Sunday, May 6, 2007

This Much I know / Gene Wilder / 'What if I’m not funny? What if I fail?'




THIS MUCH I KNOW

Gene Wilder: 'What if I’m not funny? What if I fail?'

The actor, 73, on when he gets nervous, reading Freud, and his first meeting with Mel Brooks

Gaby Wood
Sunday 6 May 2007


When I was young, my mother was very ill, and the doctor said to me: “Don’t ever get angry with your mother, because you might kill her.” The only other thing he said was: “Try to make her laugh.” So he did an evil thing and a good thing with just one breath.
I get nervous at the strangest times. Why? I don’t know, except that when I was 10 or 11, my mother had a heart attack – her second – and when she came back she said to her friends after dinner: “And now, my son will entertain you.” My heart was racing. I thought: what am I supposed to do?
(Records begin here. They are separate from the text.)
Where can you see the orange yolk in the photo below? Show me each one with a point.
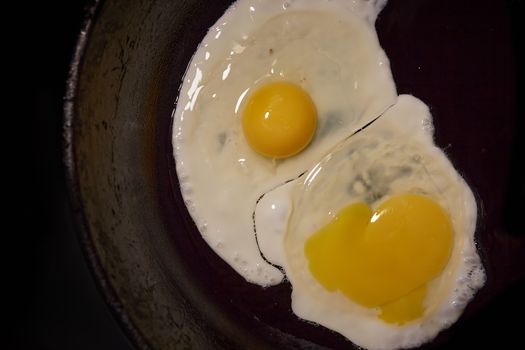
(279, 120)
(384, 258)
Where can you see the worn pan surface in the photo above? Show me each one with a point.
(169, 290)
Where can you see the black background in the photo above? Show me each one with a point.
(53, 301)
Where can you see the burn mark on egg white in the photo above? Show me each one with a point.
(221, 139)
(332, 120)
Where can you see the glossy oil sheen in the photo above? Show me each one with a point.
(165, 284)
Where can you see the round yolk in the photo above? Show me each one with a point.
(384, 258)
(279, 120)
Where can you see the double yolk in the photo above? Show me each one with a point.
(383, 259)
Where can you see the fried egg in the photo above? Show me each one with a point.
(377, 239)
(296, 157)
(320, 57)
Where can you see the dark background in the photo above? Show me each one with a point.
(53, 301)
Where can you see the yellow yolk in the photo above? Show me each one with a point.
(279, 120)
(386, 258)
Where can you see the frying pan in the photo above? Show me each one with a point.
(164, 284)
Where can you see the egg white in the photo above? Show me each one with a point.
(396, 154)
(330, 48)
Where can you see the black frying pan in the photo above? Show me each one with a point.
(163, 282)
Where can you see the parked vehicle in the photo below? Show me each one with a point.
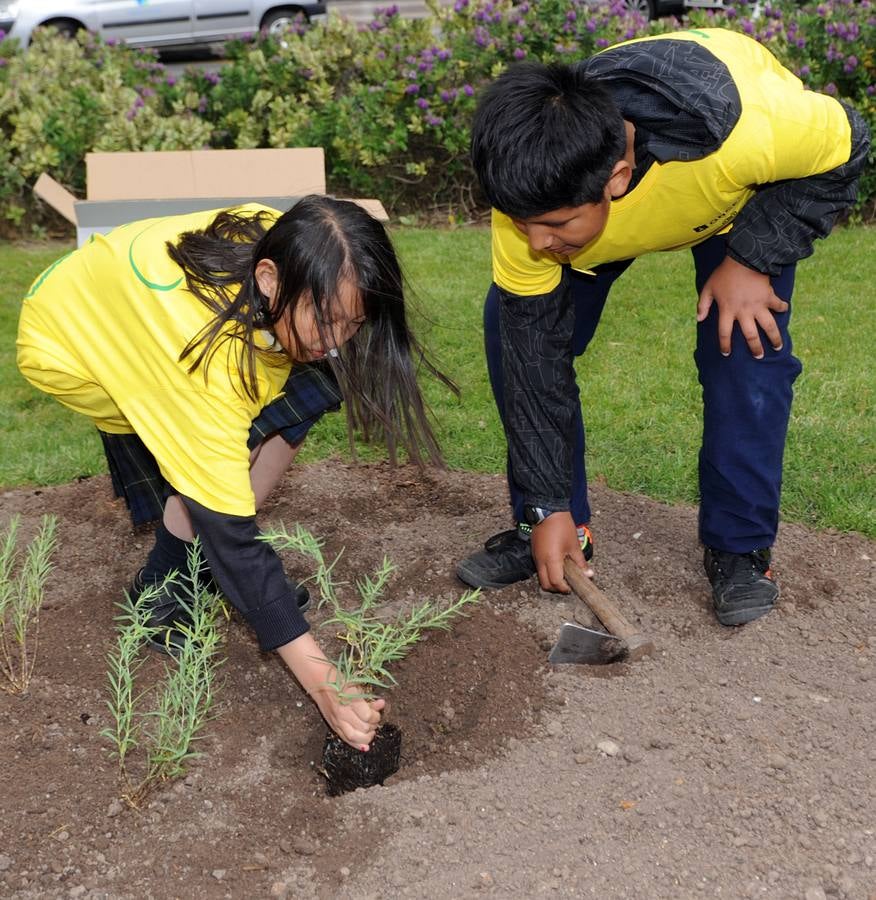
(155, 23)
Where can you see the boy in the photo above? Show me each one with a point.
(656, 144)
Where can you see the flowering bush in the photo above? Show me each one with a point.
(390, 101)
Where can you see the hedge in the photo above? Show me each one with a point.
(390, 101)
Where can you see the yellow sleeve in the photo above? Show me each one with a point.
(516, 267)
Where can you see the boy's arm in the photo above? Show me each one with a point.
(778, 225)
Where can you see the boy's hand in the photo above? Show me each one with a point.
(552, 541)
(746, 297)
(354, 722)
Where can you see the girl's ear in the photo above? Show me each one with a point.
(267, 279)
(619, 180)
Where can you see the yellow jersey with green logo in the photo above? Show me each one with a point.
(102, 330)
(680, 203)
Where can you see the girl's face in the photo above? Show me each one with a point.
(343, 319)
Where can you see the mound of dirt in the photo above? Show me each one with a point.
(735, 763)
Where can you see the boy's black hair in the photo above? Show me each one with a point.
(319, 243)
(545, 137)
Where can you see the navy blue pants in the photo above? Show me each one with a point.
(746, 406)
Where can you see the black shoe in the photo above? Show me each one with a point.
(505, 559)
(742, 585)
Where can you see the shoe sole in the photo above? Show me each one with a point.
(467, 576)
(743, 616)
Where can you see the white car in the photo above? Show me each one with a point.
(155, 23)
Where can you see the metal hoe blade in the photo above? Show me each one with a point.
(585, 646)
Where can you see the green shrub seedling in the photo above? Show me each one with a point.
(370, 644)
(165, 720)
(21, 598)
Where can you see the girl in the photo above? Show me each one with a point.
(204, 347)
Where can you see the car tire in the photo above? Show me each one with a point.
(278, 20)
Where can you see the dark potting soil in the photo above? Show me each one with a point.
(345, 768)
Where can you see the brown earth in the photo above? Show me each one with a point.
(736, 763)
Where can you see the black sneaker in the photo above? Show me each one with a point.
(505, 559)
(742, 585)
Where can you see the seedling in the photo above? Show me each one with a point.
(370, 645)
(21, 598)
(163, 721)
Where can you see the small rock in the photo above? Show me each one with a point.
(633, 754)
(303, 847)
(115, 808)
(484, 880)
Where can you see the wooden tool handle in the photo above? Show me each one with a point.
(602, 607)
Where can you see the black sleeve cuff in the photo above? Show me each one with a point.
(277, 623)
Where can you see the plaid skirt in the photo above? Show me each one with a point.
(310, 391)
So I sat down at the piano, as if I were about to play, which I couldn’t. I said: “I will now give my imitation of a little boy going to bed.” And I walked out as fast as I could.
If there’s an audience, I think they’re going to expect me to be funny. But what if I’m not funny? What if I fail?
I went to military academy at 13. When I came home for Christmas and my mother saw all the bruises where I’d been beaten up, she started to cry. So I went back to my old school.
Whatever simplicity I’ve achieved in writing, I think I owe most of it to Jean Renoir and Hemingway: simple, declarative sentences. I’ve read some very good writers, but the sentences were so long that I’ve forgotten what the point was.
In 1956 I was drafted to the peacetime army. At my request I was sent to Valley Forge army hospital in Pennsylvania. I chose the neuropsychiatric hospital, because I thought: that’s the closest thing to acting. I had to help administer electroshock therapy there. I’d see the patients watching Amos ‘n’ Andy every morning – one boy would stand right in front of the television set, blocking the view, kneel down and start to pray. I said: “Now, that boy is sick. But not that much sicker than I am.”
I’ve read everything printed in English that Freud has written. It helped me a great deal.
Sex? I thought about it, but not when my mother was alive. When she died I was 23. It was both terrible and liberating. I thought: I’m free to act normally. And I became more normal.
I didn’t know what love was – I knew what falling in love was, but lust is not loving, it’s falling.
I first met Mel Brooks one night after a performance of Brecht’s Mother Courage, a play I was doing on Broadway with Mel’s girlfriend, Anne Bancroft. He had on a beautiful black Russian marine pea jacket. He said: “They used to call it a ‘urine jacket’, but they didn’t sell.” I thought: Oh, God, this is the guy for me! He read me the first 30 pages of a new movie he was writing, and he said: “Do you want to play Leo Bloom?” And that’s how The Producers happened.
What I learned from Mel Brooks was audacity – in performance as in life. Maybe you go too far, but try it.
People think I’m a Francophile, but I’m not: I’m an Englishphile. I like cream teas, I like the Tate Gallery, I like the theatre. I think London taxis are the best in the world.
I was diagnosed with non-Hodgkin’s lymphoma. I had a stem cell transplant seven years ago. I asked my doctor recently: “What if people say, ‘How are you doing, Gene?’ Apart from ‘swell’, what do I tell them?” He said: “Say you’re in complete remission.” I said: “What if they don’t understand that? Can I say I’m cured?” He said: “Just tell them that if you outlive your doctor, you’re cured.” I thought the best way to secure that would be to get a gun and shoot my doctor. But I love my doctor, so I can live with complete remission.